Avant de se produire en concert dimanche soir à Dembéni, cet ex-musicien de Nougaro a pris les devant, pour tenter expliquer ce qu’il est difficile de nommer, mais qui emmène son auditoire vers des sphères qu’il nous aimerait accessibles. Ce n’est pas de sa faute à lui, Bernard Lubat, si le rythme du jazz s’est affranchi de lui-même ces dernières années, « il s’est autocritiqué ».
Baguette en main, on a de suite une démo : enregistré, puis diffusé, il juxtapose un autre morceau, comme s’il y avait deux musiciens, lorsqu’un autre son surgit, un violon, ou un saxo, venu de nulle part.
Il faut dire que cette musique discontinue, ils la produisent à deux, ou plutôt à trois, puisque l’ordinateur, « la machine », s’en mêle, et s’est emmêlée d’ailleurs, puisqu’il a fallu remettre trois fois le métier sur l’ouvrage dans l’auditorium du CUFR à Dembéni ce jeudi soir.

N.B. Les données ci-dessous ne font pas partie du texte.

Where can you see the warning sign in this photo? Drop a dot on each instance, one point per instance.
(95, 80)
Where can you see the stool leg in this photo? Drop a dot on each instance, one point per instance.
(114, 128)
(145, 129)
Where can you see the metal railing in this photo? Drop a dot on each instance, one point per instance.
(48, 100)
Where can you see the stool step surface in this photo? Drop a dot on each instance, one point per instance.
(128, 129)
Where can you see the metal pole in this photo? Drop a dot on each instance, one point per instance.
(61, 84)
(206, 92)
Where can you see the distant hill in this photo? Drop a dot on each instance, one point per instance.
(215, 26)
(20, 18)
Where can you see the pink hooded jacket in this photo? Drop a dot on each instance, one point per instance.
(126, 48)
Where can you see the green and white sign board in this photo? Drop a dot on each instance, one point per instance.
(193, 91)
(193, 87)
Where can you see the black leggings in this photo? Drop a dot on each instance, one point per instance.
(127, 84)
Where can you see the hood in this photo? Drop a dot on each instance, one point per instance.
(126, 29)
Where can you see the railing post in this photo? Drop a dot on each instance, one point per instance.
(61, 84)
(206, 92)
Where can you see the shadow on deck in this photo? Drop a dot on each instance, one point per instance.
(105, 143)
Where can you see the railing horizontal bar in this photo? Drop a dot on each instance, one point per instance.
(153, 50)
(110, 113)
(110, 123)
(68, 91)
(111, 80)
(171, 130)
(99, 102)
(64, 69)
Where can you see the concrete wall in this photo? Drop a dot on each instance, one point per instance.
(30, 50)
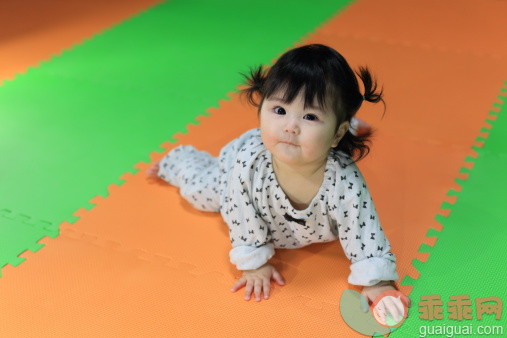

Notre oreille peu habituée à cette absence d’homogénéité, est rassurée par les explications de l’artiste, féru de jeux de mots autant que de jeux de notes.
Jazz made by Lubat face au debah
C’est surtout un philosophe. « Le jazz est une musique qui a redémocratisé l’improvisation. Et l’improvisation, c’est se souvenir de ce qui n’est pas encore arrivé. Le jazz existe depuis un siècle, mais est en perpétuelle évolution. C’est un commencement qui n’en finit pas. »
La musique c’est pour lui un partage, une rencontre. Qui a ses limites. Polyrythmies mahoraises et jazz made by Lubat face à face, ce n’est pas gagné : « Nous avons eu un échange avec un groupe de chants de femmes mahoraises accompagnées de musiciens jeudi. Il y avait de l’intérêt motivé par nos différences, mais pour échanger, il faut y perdre un peu chacun, et pour ça, ne pas avoir une tradition fermée sur elle-même. » Il a donc improvisé, « les musiciens étaient décontenancés en face ». On les comprend.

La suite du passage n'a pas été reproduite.